Abstract Pt nanoparticles (NPs) on a carbon support (Pt/C) are deposited by a simple fluidized bed reactor atomic layer deposition (FBR‐ALD) technique. The growth characteristics of the Pt NPs are investigated as a function of ALD cycles from 5 to 30 cycles. The excellent characteristics of FBR‐ALD offer highly dispersed and dense Pt particles with a size of ≈1 nm at low ALD cycles (5 cycles). However, as the number of ALD cycles increases above 5, the NPs increase in size and agglomerate due to preferential growth of incoming Pt NPs on previously deposited Pt surfaces. An electrochemical study shows that low ALD cycles (5 cycles) for the Pt/C catalyst result in a high electrochemical active surface area (ECSA) (114.67 m 2 g −1 ).
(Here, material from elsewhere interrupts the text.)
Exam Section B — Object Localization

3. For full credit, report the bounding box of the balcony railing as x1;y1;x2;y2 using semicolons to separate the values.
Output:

With increasing the number of cycles, ECSA is found to decrease, but still apparently higher than that of commercial Pt catalyst with the similar Pt wt% loading. Finally, ALD Pt/C catalysts with various cycles are applied to fuel cell testing for power generation. The electrode prepared with 20 ALD cycles of the Pt/C catalyst shows the best fuel cell performance (1.58 A cm −2 at 0.6 V) due to an adequate combination of activity and mass transfer characteristics of the electrode.